Less people greater usage

In the United States, we account for less than 5% of the world’s population.

  • We use over 65% of the world’s illegal drug
  • We use over 80% of the world’s prescription medication
  • We use over 99% of the world’s Vicodin supply

On one hand, we say “DON’T DO DRUGS,” and on the other we envelope our kids in a world surrounded with drugs.

It doesn’t stop there; think about the messaging of the TV shows, movies, music and video games. The message is that it is OK, have fun, party on, yet none of them are talking about the next day or consequences.  Again, the message is simple; it is OK.

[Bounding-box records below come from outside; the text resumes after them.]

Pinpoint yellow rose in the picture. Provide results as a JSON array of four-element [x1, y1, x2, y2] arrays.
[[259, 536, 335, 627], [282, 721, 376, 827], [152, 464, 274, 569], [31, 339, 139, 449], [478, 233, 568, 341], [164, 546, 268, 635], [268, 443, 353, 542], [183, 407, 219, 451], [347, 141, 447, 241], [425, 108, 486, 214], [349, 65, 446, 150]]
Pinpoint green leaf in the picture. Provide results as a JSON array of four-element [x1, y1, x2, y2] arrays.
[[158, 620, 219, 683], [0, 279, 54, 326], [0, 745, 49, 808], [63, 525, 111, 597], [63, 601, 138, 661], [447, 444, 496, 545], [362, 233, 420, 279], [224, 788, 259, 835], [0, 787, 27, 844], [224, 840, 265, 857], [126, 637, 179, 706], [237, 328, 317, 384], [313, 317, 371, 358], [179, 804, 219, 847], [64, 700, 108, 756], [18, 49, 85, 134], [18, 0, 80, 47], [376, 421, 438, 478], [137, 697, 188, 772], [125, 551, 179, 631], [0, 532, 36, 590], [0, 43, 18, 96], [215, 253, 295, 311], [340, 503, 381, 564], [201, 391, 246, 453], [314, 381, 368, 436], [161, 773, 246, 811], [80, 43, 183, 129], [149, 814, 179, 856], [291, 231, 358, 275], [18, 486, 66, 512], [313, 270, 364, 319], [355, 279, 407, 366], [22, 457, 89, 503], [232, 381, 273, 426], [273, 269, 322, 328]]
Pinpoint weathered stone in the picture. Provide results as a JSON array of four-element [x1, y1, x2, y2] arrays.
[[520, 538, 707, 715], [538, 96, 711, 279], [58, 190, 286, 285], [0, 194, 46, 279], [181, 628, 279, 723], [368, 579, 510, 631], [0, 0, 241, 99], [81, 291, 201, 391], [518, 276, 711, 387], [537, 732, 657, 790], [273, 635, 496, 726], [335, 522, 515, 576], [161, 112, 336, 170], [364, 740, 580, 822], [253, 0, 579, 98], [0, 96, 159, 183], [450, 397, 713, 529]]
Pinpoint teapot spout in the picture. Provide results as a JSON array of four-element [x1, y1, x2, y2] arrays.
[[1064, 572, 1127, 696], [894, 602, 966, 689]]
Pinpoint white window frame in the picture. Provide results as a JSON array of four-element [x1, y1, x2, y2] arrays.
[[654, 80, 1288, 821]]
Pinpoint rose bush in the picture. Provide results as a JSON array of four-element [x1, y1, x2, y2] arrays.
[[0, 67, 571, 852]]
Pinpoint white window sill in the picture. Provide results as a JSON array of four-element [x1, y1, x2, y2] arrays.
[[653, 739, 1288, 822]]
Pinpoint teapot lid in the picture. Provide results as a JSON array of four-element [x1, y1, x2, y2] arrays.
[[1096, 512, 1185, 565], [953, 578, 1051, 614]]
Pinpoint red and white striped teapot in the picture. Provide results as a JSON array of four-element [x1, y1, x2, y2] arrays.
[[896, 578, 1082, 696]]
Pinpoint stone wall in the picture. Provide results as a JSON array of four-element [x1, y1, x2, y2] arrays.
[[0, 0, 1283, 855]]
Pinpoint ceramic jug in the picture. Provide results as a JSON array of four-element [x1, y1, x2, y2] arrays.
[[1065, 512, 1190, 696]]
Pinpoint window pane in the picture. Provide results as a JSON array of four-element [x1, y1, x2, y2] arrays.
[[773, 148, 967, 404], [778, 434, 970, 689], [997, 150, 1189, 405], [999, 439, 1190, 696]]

In our own homes, most of us are a product of the “take a pill – feel better” generation and as a result we show our kids one thing while we say another. How often do we casually talk about needing a pill for a headache or back pain?  How often do we casually say “Oh, I need a drink” or come home and immediately get a drink or more…

Kids are always watching

These are the behaviors our kids see and the visual is way more influential than the verbal.

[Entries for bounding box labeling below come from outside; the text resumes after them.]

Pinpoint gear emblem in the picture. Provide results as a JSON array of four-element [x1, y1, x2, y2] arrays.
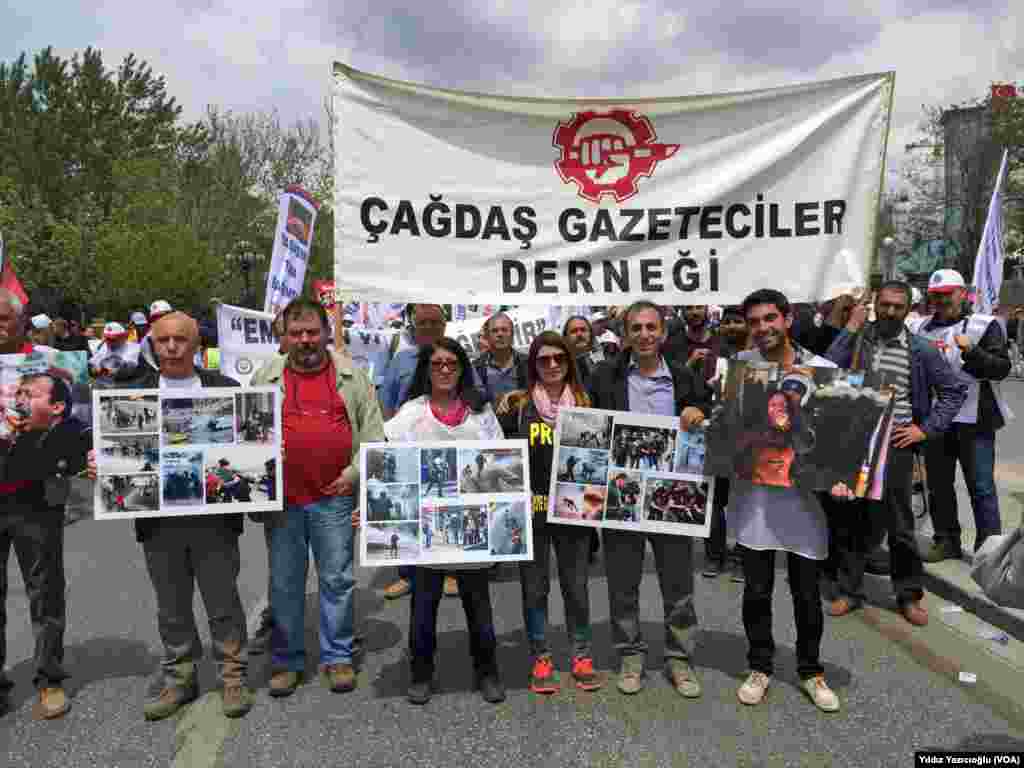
[[552, 110, 679, 203]]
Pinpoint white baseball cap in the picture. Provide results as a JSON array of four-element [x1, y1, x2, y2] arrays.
[[928, 269, 967, 293], [103, 323, 128, 339], [150, 299, 174, 321]]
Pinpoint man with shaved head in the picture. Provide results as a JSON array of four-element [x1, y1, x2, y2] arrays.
[[89, 311, 253, 720]]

Certainly we are not saying don’t have a drink or avoid medicines for ailments, but we have a problem. We, as adults,  have helped create this problem. We have a responsibility to our kids to teach by our actions as well as our words.  We have a responsibility to be part of the solution.  Think about the message we send and more important the message they receive.

BREAKING THE SILENCE takes many forms. There is an opportunity to break it by our words and our actions. What little measures could you do at home to help model the behavior we want in our children?